News tends to focus on the negative and shocking to draw in attention. There is less emphasis on positively spinning unfolding stories. We have a choice in ensuring that we have a balanced array of the information that we consume and whether we get drawn into a narrative of dread and fear or one of the power of humanity coming together, the incredible small acts of kindness being demonstrated etc, whilst also ensuring that we take this seriously.

Set good boundaries

Notice how your mood is impacted by news or discussions around Covid-19 and if it is triggering then limit how often and when you listen decide to consume it. Do you need to stay informed every hour of every day?

Maintain healthy routines

In the same way as when people work from home having had a structured routine in an office, or upon retirement, it is essential to continue positive health behaviours and include a routine if this helps you.

This means getting up at a set time, going to bed at a set time, ensuring that you get dressed before a certain time each day, eating healthily and regularly, drinking lots of water, sleeping well and making sure you do some exercise. This may be walking around the garden, doing some exercises in the house on the many free exercise classes being offered, cleaning or anything that keeps you active. If you are in self-isolation it is even more important to keep up with this to maintain your physical and mental health. It can be helpful to write a list of behaviours that you tend to find energy zapping or energising to ensure that you have the right balance of energising behaviours in your day. It can also help to keep a thought diary in order to identify what thoughts are currently ruminating in your mind and how they impact how you feel and act. If you are in the position of finding that you have more work and are doing longer hours, it is even more important to factor in breaks for exercise, rest and find ways to signify the ‘end of the working day’ as this is much harder in the absence of a commute, a separate living-working space and being surrounded by others.

If you are in a state of panic and anxiety, ensuring that your basic physical needs are met will help combat the flight / fight mode that will be activated.

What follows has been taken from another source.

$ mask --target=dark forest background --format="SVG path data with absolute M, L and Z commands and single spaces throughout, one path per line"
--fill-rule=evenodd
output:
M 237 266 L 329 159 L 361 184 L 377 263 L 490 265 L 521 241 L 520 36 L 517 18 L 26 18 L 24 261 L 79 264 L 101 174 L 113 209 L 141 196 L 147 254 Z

Use digital technology to connect

Even small conversations are important in these times so ask for support or rely on family and friends more if you are lacking connection. Also most therapeutic services, therapists, physios, GPs are online now so make sure that you access the support you need. Most the time professional support services can offer a range of platforms to deliver services on, including the telephone, so do not let a lack of internet, devices or personal space deter you from that. There is no need for anyone to go through this time in literal isolation. I have had to conduct a number of therapy sessions with people sitting in their cars as this is the only space they can get and we are all having to be flexible and human in findings ways to work around the limitations.

Take this time to return to the simple things (enjoy a good song, book, film, garden, speak to friends you have lost touch with, take time to appreciate your surroundings on a walk). Do the things that you never have time to – learn to play an instrument, sow, paint, write a book or article, try a new language on duolingo for your next holiday, use the time to organise/throw things out, do things to the house you always put off, spend time fully immersing yourself in play with your children. Shift your mindset to embrace the lessons and potential growth this time is presenting us with. As with all suffering, we can get through it when we realise the lessons it is personally teaching us.